Last week, driving
through the bleakly deserted centre of a small town in Crete, I mistook the
civic Christmas crib for a bus-shelter full of bored teenagers. I put it down
to a combination of my expectations (I would have been there as a teenager in
such a town), deteriorating acuity of mid-distance vision and the
disorientating effect of being in unfamiliar surroundings – the last of these
being the least plausible: after several weeks in Crete, I should have become used
to driving on the wrong side of the road.
However, I am back in the
UK now, lapping up those things that I have missed about it while still pining somewhat
for Mediterranean culture. First, however, I faced the menial task of taking
down the Christmas cards and vacuuming up all the glittery stuff that fell off
them. Then, with the festive residue dispatched and my outlook refreshed, I settled
into the groove: not “new year, new you”, but more of the same – with a few
efficiency tweaks to improve outcomes. One such tweak is avoiding the
combination of booking connecting flights and taking hold-baggage: it is bound
to fail at some time and so it did, during return flights via snow-bound Munich
airport. A more fundamental tweak, however, is the need to cultivate the habit
of setting dates in the diary for all the rendezvous I want to happen and journeys
I would like to make, since this kind of kick-start is the best way that I know
to ensure that things happen. Procrastination, after all, is the thief of time.

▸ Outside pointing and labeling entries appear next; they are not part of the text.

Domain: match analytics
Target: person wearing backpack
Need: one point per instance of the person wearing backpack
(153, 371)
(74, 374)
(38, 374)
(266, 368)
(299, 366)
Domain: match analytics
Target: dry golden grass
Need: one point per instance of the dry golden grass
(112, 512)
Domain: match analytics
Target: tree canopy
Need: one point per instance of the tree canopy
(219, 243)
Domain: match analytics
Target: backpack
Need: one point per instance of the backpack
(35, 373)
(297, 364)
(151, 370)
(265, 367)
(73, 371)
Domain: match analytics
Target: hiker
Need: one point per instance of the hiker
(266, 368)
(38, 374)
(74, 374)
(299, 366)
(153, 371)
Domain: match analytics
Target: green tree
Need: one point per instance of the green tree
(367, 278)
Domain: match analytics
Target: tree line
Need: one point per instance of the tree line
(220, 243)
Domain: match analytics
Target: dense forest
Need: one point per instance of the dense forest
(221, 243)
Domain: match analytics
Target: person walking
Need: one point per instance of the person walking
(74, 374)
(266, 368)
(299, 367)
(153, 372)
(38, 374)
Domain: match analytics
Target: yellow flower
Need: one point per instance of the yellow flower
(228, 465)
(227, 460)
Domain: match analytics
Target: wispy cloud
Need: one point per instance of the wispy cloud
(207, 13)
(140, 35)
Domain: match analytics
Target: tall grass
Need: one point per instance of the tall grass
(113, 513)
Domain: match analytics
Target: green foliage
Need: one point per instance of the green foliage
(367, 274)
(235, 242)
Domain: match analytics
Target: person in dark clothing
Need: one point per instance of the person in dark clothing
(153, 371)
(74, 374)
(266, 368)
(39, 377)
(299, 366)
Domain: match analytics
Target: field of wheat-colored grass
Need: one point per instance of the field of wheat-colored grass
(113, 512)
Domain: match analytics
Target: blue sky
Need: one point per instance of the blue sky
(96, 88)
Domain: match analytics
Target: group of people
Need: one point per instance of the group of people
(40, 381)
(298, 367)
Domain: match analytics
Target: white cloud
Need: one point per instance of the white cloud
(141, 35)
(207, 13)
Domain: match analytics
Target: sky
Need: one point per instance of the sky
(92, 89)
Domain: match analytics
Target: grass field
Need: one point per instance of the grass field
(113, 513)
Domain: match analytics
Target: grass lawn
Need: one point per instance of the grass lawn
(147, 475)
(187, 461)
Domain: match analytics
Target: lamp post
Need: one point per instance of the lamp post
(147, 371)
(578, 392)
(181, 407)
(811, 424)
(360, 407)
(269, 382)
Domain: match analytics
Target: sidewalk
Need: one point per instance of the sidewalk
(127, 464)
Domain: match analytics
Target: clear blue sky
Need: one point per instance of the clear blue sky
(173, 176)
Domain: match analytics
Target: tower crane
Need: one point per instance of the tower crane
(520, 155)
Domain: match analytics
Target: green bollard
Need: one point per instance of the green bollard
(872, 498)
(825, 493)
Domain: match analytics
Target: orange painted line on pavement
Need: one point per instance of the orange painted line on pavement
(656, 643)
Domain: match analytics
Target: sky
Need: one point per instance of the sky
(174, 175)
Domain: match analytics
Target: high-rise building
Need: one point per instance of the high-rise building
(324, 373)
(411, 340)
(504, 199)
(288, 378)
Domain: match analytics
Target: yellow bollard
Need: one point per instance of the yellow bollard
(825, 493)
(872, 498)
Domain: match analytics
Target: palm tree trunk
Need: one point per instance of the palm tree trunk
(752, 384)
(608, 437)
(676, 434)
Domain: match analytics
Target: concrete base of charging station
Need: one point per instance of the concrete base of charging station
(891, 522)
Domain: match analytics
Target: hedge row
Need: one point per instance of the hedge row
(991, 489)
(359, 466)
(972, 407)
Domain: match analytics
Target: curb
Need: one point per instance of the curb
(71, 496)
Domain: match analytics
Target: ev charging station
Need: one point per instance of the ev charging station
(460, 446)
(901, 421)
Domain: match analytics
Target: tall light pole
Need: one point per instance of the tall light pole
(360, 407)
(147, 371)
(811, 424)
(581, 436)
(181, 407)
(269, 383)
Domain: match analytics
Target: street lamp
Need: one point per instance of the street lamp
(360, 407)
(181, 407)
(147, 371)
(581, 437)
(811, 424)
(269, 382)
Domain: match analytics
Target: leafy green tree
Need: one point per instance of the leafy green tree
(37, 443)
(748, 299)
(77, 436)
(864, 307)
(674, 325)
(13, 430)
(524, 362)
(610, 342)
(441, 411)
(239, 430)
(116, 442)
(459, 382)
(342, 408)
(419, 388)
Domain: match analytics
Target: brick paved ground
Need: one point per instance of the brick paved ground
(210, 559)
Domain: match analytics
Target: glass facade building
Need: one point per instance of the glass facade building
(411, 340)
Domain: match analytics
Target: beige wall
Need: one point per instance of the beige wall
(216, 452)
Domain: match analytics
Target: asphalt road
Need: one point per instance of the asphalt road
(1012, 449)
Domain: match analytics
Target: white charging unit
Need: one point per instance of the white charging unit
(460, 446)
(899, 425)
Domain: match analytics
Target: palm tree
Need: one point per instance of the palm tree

The trip to Crete had been planned some eight months in advance. Had it not
been, it might have been shorter – or squeezed out of the calendar altogether by
other events.
For the first few days
back in Manchester, I spent a lot of time at the cinema. There are plenty of
films to see, especially during the ‘awards season’, and I had missed a few by
being abroad. One I did catch, Free Solo,
may appear to be simply a documentary about rock-climbing, a subject which is
not of particular interest to me, yet the spectacular, death-defying feat of
its hero, Alex Honnold, is more than a nail-biting experience for the
spectator. It raises the questions “how?” and “why?” anyone would want to do
such a thing and provides, in part, an explanation. Such feats are not for me,
but I was left in awe of Alex’s ability to objectify fear by setting it against
risk assessment. Can it be so simple, even for someone at peak technical and
physical prowess?
Between the latest
releases there was Bad Timing, a film
by Nicolas Roeg that was lambasted at the time of its release in 1980, but
which has come to be regarded as a ground-breaking classic. I had not seen it
before and was engrossed in the emotional power of the story. Yet I was
distracted and fascinated by the period details – the way that everyone smoked
at every opportunity, the clothes they wore, their hairstyles, their cars and
Theresa Russell’s under-arm hair! I have no equivalent first-hand experience of
18th century fashions but later, watching The Favourite, was similarly distracted by the elaborately reconstructed period details. Nevertheless, the vile behaviour of the
characters fuels the belief that human nature is constant, whatever
affectations prevail at the time.
Still, like flashbacks in
a film, glimpses of moments in Crete keep coming to mind: standing in the
sunlit ruins of Ancient Lato on the hills above Ayios Nikolaos; contemplating
the Byzantine frescoes in Panagia Kera; and driving along the scenic north
coast highway, sandwiched between sea and mountains – which reminds me that I
must go to the opticians and order some new specs.